Com & Pho 12, Rice and Noodles
Address: 12 Ly Quoc Su
As Christmas was the next day, the streets were bustling with people who were out to soak in the Christmas atmosphere. Based on the recommendation of the manager (Peter) of the Hanoi Hibiscus Hotel, we walked to the St. Joseph’s Cathedral which was decorated with Christmas lights. I’ve to say it was the most festive I’ve ever felt during Christmas since Christmas in Singapore is really not all that great. Maybe it’s the air in a different country, hmm…
Early the next morning, we boarded the bus for a day trip to Halong Bay. As we went about the old quarters picking up tourists from other hotels, I spotted little roadside eateries where the locals were having a cup of coffee or even a meal on little stools, which were better suited to the body size of a child then an adult. It was a pretty unique sight that I’ve not seen in the south east asian countries I’ve been to.
This is one of the taxis in Hanoi which I thought resembled a police car, so why not put it in this post? Haha.
Most of tour buses will have a rest stop in between your hotel to your final destination. In most cases, the rest stops will be selling over-priced potteries, tourist souvenirs, hand-sewed paintings and snacks. At the rest stop before heading to Halong Bay (pictured below), the restrooms, while clean, had pretty short doors. So you can pretty much stick your head over the door and see another person doing their business. Shall we say awkward…
Once we’ve arrived at the ferry terminal I’ll admit, it felt like Pulau Ubin. Just replace the bumboat with boats painted white, you’ll get Halong Bay ferry terminal. On board the ferry, lunch (nothing impressive) was served. After our tummies were filled, it was not long after that where we arrived at Thien Cung cave. There was a slight drizzle going on the entire time we were at the bay. While it resulted in poor visibility of the islands, it made for a different kind of photo-opportunity and experience. In any case, when I was reading about the bay before the trip, apparently blue skies can only be seen for 60 days in a year. Despite that, there’s a certain calmness and beauty to the bay that cannot be denied even under misty and slightly drizzling conditions.

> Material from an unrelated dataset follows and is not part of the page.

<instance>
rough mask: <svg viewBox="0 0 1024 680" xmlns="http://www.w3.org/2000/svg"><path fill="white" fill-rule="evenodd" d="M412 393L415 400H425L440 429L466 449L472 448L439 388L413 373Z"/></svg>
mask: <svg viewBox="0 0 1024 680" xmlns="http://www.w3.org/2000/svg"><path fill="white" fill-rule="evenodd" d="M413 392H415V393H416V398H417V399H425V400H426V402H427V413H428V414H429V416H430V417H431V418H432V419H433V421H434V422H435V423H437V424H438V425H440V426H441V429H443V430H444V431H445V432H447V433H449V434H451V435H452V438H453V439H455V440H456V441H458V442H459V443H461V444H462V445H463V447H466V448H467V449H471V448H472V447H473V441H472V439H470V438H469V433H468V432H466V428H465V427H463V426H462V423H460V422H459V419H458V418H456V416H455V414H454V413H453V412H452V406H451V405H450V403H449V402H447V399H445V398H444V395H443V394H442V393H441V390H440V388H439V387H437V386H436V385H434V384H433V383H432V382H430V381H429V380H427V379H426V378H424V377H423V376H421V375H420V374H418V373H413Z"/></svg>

After climbing short flight of steps, which were made slippery by the rain, I was pretty impressed by how beautiful the cave was. Sure, it was lit up artificial lights. But without these lights, viewing the cave would get boring very quickly.
Some natural light coming in…
and based on my imagination, a lion,
and a dog (when you rotate the picture once, to the left).
Here, we stop by this small little … well, a business centre (?), where you can get on smaller row boats (6 per boat) at 6 USD/pax for about 30-40 mins. I feel it’s a pretty decent deal since you get to experience a different kind of boat ride at the bay. Moreover, you get to see a closer view of the bay then if you just remained on the ferry. Besides, why not join in the fun since you would’ve to wait on the ferry for other tourists to complete this short ride? Though you’ve to tip the person who rowed the boat, at least for us, but they’re not as pushy about tips as the rowers at Perfume Pagoda.
Our rower told us she eats and sleeps for 4 hours every 2 days in one of those little boat house (to the left of the picture below). Her child comes along with her and he resides in the boat house as she works.
After we’ve returned to Hanoi, we headed to restaurant 96, where we had pork on sticks (I think they’re called Nha Trang) and fish in some soup. For the pork, they’re different parts of the pork on each stick. To eat it, you need to grab one of each, some noodles, vegetables, add in some of the sauce they provide.
And viola! Pretty not bad dish though the meat was a bit tough. Though for hungry people like us, we usually dig in straight away and stuff the food in our mouth. Nobody ain’t have time to eat this dish properly. Oops!
The fish was pretty fresh if I do say so myself. That’s all for this post, till then, bye!